Chiappa, S.(2008). Unsupervised Bayesian Time-series Segmentation based on Linear Gaussian State-space Models (171). Tübingen, Germany: Max Planck Institute for Biological Cybernetics.


Zitierlink: https://hdl.handle.net/11858/00-001M-0000-0013-C90F-C
Zusammenfassung
Unsupervised time-series segmentation in the general scenario in which the number of segment-types
and segment boundaries are a priori unknown is a fundamental problem in many applications and requires an accurate segmentation model as well as a way of determining an appropriate number of segment-types.
In most approaches, segmentation and determination of number of segment-types are addressed
in two separate steps, since the segmentation model assumes a predefined number of segment-types.
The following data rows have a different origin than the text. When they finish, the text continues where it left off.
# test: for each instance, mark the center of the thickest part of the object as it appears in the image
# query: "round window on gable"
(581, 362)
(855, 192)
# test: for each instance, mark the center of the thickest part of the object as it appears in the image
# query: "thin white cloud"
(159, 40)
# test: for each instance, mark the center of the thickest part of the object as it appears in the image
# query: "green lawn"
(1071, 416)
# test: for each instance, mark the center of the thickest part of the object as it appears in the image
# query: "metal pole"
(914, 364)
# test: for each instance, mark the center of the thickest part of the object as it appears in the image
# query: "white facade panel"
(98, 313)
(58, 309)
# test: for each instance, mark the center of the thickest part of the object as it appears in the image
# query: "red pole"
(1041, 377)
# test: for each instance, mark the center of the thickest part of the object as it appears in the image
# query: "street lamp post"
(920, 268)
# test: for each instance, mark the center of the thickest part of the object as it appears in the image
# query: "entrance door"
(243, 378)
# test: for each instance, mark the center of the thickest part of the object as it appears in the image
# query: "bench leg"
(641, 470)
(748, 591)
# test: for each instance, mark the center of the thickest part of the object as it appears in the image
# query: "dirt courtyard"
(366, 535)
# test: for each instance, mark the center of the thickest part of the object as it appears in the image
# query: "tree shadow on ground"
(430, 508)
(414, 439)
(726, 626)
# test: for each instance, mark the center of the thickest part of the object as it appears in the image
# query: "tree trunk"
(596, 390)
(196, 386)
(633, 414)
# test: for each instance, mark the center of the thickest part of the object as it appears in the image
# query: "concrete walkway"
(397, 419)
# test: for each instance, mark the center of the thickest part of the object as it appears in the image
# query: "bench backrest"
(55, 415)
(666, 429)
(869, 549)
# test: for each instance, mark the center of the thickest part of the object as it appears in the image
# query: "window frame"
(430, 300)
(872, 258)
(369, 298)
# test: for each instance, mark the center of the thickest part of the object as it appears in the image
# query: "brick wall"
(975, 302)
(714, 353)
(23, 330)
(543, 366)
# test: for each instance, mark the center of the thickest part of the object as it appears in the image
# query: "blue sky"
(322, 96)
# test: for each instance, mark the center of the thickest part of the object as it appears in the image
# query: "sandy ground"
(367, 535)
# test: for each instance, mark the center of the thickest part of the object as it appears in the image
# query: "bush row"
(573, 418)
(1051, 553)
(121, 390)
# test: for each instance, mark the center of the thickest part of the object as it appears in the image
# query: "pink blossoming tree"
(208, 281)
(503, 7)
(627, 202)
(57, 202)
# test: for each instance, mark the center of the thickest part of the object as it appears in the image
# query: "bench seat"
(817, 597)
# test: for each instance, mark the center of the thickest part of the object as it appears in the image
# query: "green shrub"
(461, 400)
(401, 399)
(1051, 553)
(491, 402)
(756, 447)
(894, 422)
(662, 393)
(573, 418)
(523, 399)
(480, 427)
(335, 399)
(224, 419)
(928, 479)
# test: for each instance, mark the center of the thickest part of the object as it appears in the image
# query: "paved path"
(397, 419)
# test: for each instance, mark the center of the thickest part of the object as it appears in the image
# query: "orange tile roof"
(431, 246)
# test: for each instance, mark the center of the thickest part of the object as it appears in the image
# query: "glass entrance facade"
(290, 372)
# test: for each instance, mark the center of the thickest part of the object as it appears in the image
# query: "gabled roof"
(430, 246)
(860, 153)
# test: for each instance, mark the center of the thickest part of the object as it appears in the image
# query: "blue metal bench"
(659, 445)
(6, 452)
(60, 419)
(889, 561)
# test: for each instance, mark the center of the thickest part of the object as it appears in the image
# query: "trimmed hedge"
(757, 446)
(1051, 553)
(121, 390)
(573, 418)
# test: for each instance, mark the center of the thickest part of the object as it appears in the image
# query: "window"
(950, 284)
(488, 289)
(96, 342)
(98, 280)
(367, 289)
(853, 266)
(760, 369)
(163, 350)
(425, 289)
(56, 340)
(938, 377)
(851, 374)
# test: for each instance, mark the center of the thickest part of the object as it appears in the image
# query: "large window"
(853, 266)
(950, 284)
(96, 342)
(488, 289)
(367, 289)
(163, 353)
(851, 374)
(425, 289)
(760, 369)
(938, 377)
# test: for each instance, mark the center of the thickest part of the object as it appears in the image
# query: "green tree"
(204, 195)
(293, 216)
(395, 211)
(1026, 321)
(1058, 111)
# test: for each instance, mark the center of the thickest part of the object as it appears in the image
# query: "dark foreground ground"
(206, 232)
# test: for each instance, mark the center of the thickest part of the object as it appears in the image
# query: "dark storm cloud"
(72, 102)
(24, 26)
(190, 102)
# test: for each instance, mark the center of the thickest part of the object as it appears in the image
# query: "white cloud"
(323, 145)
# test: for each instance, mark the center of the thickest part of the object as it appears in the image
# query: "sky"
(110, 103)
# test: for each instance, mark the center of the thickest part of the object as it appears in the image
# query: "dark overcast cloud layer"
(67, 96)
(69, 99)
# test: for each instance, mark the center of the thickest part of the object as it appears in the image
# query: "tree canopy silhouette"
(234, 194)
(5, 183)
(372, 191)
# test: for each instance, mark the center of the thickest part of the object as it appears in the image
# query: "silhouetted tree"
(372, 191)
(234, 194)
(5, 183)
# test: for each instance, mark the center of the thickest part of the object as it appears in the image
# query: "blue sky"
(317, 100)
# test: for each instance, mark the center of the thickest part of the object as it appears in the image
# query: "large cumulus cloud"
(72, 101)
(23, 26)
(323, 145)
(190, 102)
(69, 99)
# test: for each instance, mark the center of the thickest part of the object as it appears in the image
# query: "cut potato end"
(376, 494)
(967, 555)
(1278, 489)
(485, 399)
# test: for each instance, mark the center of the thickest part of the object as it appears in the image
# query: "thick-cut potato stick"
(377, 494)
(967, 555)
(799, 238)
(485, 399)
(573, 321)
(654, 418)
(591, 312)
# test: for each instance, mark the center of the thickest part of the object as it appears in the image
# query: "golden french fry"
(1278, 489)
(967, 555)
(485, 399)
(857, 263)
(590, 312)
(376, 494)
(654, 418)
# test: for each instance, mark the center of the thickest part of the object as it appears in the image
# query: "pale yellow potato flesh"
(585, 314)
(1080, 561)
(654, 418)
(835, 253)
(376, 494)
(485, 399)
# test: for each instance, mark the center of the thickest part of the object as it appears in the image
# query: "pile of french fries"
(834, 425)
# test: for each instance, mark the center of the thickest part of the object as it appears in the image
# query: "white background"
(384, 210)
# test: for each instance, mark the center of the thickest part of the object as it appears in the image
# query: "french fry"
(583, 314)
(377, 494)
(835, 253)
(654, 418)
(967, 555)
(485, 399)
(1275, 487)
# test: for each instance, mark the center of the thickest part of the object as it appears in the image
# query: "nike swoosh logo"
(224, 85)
The determination of number of segment-types is thus achieved by training and comparing several separate models. In this paper, we take a Bayesian approach to a segmentation model based on linear Gaussian state-space models to achieve structure selection within the model. An appropriate prior distribution on the parameters is used to enforce a sparse parametrization, such that the model automatically selects the smallest number of underlying dynamical systems that explain the data well and a parsimonious structure for each dynamical system. As the resulting model is computationally intractable, we introduce a variational approximation, in which a reformulation of the problem enables to use an efficient inference algorithm.